I don't remember what else she said, and I don't think it was the Dr. Oz segment that I was supposed to hear about. It was the simple statement about her miracle that I carry in my heart tonight. There are two reasons why it was so powerful. First, because in December we were told Ty's cancer had spread to his spine and that there was no hope for a cure. It has since stopped growing in his spine and completely baffled his doctors. Second, because when Ty's cancer metasticized in June, our neurosurgeon used an example of breast cancer when he said, "if breast cancer metasticizes into other areas of the body, there is simply no hope for a cure. Ty is in a similar situation because he has two new tumors in a different area of the brain, but I think with surgery I can give him a good summer."

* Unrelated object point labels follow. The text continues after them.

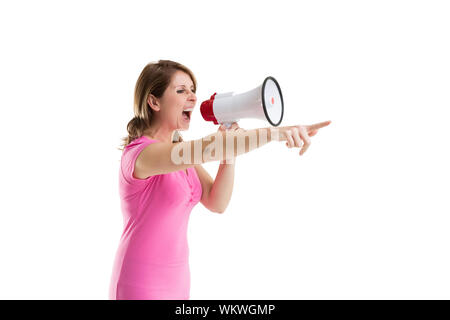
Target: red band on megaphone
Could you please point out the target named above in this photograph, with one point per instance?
(206, 109)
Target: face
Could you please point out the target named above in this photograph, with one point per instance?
(178, 101)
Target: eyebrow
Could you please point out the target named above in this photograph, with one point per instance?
(182, 85)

Miracles DO happen. I BELIEVE! When I heard the words metastatic breast cancer and spine come out of that beautiful woman's mouth I couldn't say a word because I was going to burst into tears. I wanted to tell her that Ty is a miracle, too! That he was also disgnosed with lepto-meningial disease that has since disappeared, but I couldn't get the words out. It doesn't matter. What was supposed to happen in that exhange happened. I received the message I was supposed to recieve and it has calmed my spirit and allowed my soul to rest easier tonight.

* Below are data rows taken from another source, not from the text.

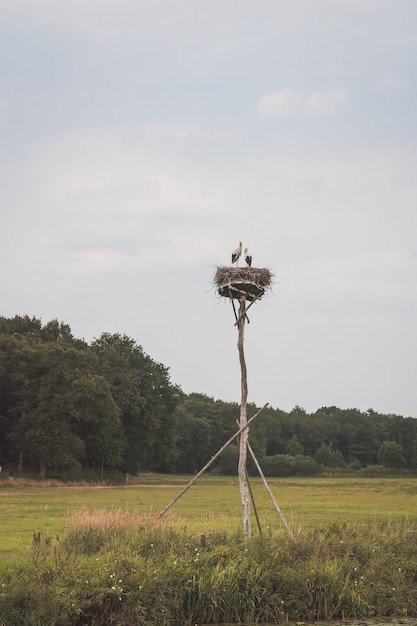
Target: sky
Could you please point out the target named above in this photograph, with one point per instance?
(141, 140)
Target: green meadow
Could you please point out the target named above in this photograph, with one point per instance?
(212, 504)
(79, 555)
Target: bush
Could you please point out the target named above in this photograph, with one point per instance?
(140, 575)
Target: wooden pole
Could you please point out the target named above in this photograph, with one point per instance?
(207, 465)
(275, 503)
(243, 483)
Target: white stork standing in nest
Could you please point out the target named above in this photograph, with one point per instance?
(236, 254)
(248, 257)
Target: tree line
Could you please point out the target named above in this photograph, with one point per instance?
(107, 407)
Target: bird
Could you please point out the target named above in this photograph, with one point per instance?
(248, 257)
(236, 253)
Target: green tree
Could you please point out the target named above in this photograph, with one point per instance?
(146, 398)
(390, 455)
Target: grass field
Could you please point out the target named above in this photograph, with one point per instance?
(212, 504)
(353, 554)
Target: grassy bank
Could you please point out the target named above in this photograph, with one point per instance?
(111, 568)
(88, 556)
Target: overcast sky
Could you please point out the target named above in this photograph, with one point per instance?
(141, 140)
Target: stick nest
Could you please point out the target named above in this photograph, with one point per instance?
(235, 282)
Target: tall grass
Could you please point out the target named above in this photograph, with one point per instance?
(111, 567)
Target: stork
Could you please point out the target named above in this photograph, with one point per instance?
(248, 257)
(236, 253)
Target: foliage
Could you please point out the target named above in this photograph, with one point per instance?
(68, 407)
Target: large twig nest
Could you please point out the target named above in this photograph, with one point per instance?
(235, 282)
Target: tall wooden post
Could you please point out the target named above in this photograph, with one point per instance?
(243, 483)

On our way home, I called Lou to discuss what we should pick up for dinner, and he asked me "isn't the moon amazing tonight?" I couldn't see it. It wasn't until several minutes later that I turned a corner and practically jumped in my chair because there it was, hanging so low and so bright. What a beautiful full moon - I hope you all saw it, too! I promised Ty we could stop at a candy store and no matter how tired he was he didn't forget about that. I wasn't familiar with the area so I couldn't find a CVS or anything but I did stumble upon a Chuck E Cheese. I hadn't been to one of those places since I was a kid myself, but I asked Ty and he wanted to go! We got four tokens, played four games, and he won enough tickets to claim a piece of.... CANDY. How perfect, right? Best dollar I ever spent. Goodnight and God Bless.